You may remember, Steed was trooper of the year for busting a high number of people for drunk driving, but some of those convictions were overturned, and Steed was punished for making false arrests.
Now dozens of people are now coming forward to attorneys and claiming Steed wrongfully arrested them, and it ruined their life. Some people couldn't afford to fight the convictions, and they lost their cars, their jobs, and in some cases their homes. The class action lawsuit is looking to help these people, get back what attorneys claim Steed and the Utah Highway Patrol took away.
"What this lady did to me was not right," said Thomas Romero, arrested by Steed.
Thomas Romero is talking about former Utah state trooper Lisa Steed. Romero is part of a class action lawsuit filed Friday, suing Steed and the Utah Highway Patrol for wrongfully arresting drivers for DUI. Romero said Steed arrested him in 2011, and he hadn't had one drop of alcohol.
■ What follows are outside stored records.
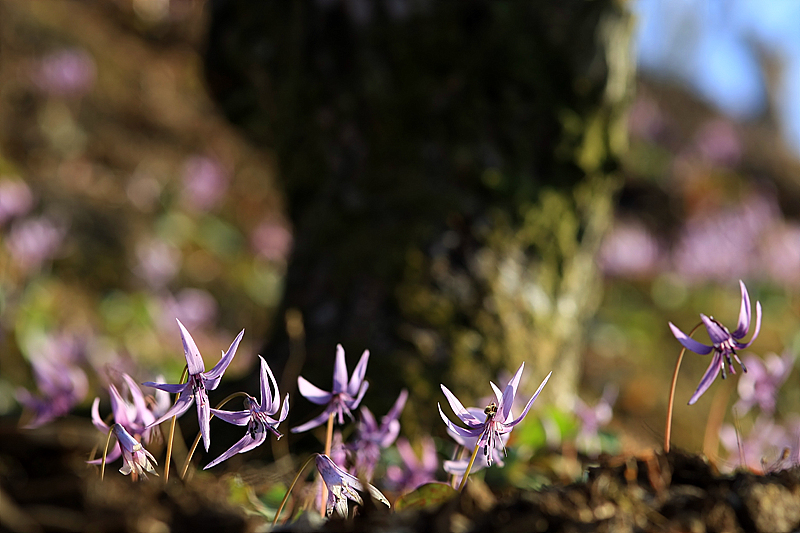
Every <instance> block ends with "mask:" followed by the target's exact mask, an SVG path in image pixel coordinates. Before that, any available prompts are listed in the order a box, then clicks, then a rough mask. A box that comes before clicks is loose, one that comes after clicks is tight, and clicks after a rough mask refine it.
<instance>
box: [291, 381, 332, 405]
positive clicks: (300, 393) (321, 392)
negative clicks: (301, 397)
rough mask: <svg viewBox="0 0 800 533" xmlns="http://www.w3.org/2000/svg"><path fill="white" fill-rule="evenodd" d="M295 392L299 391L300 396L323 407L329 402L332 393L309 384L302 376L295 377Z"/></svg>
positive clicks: (314, 385)
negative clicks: (295, 389) (296, 386)
mask: <svg viewBox="0 0 800 533" xmlns="http://www.w3.org/2000/svg"><path fill="white" fill-rule="evenodd" d="M297 390H298V391H300V394H302V395H303V397H304V398H305V399H306V400H308V401H309V402H311V403H315V404H317V405H324V404H326V403H328V402H329V401H331V398H332V397H333V394H332V393H330V392H325V391H324V390H322V389H320V388H319V387H317V386H316V385H312V384H311V382H310V381H308V380H307V379H306V378H304V377H303V376H298V377H297Z"/></svg>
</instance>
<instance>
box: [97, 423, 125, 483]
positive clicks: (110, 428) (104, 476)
mask: <svg viewBox="0 0 800 533" xmlns="http://www.w3.org/2000/svg"><path fill="white" fill-rule="evenodd" d="M113 428H114V426H111V427H109V428H108V436H107V437H106V447H105V448H103V464H101V465H100V481H103V478H104V477H105V474H106V455H107V453H108V443H109V442H111V432H112V430H113ZM120 446H122V445H120Z"/></svg>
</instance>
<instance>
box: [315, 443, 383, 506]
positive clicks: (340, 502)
mask: <svg viewBox="0 0 800 533" xmlns="http://www.w3.org/2000/svg"><path fill="white" fill-rule="evenodd" d="M316 463H317V470H319V473H320V475H321V476H322V479H323V481H324V482H325V485H326V486H327V487H328V501H327V504H326V508H325V510H326V514H327V516H330V515H332V514H333V511H334V510H336V513H337V514H338V515H339V516H341V517H342V518H347V511H348V508H347V500H352V501H354V502H356V503H357V504H359V505H361V504H363V503H364V500H363V499H362V498H361V494H359V492H364V485H363V484H362V483H361V482H360V481H359V480H358V478H356V477H354V476H352V475H350V474H348V473H347V472H345V471H344V470H342V469H341V468H340V467H339V466H338V465H337V464H336V463H334V462H333V461H331V458H330V457H328V456H327V455H325V454H322V453H321V454H318V455H317V457H316ZM367 490H368V491H369V493H370V494H371V495H372V497H373V498H375V499H376V500H378V501H380V502H381V503H383V504H385V505H386V506H387V507H391V505H390V504H389V500H387V499H386V496H384V495H383V494H382V493H381V491H379V490H378V489H376V488H375V487H373V486H372V485H370V484H369V483H367Z"/></svg>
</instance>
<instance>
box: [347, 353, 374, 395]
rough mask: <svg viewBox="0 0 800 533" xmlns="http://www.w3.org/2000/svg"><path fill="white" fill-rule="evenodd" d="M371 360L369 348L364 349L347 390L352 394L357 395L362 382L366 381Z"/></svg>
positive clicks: (348, 391)
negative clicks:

"I wasn't drunk, I was not any intoxication, nothing," said Romero.
The Utah Highway Patrol recently fired Steed after ABC 4 discovered she had made several false DUI arrests. Attorney Robert Sykes said he believes hundreds of drivers’ rights may have been violated, and Steed may not be the only culprit.
"The government and particularly portions of the highway patrol have become lawbreakers and have institutionalized the breaking of the law basically to make money for the state of Utah," said Robert Sykes, attorney filing class action lawsuit.
In the lawsuit Sykes is filing, he asking for an injunction to stop the highway patrol from making illegal DUI arrests, and wants to undo all DUI convictions where a state trooper was the only witness. He’s hoping no else will suffer Romero's pain of trying to fight a false arrest.
"I lost everything, I lost my motor home, I made people that I love mad at me," said Romero.
Attorneys are hoping to get Romero at least $20,000 to cover everything he lost, including his truck and his motor home. If you add up all the cases these attorneys think are out there, the lawsuit could potentially cost Steed and the Utah Highway Patrol $20 million.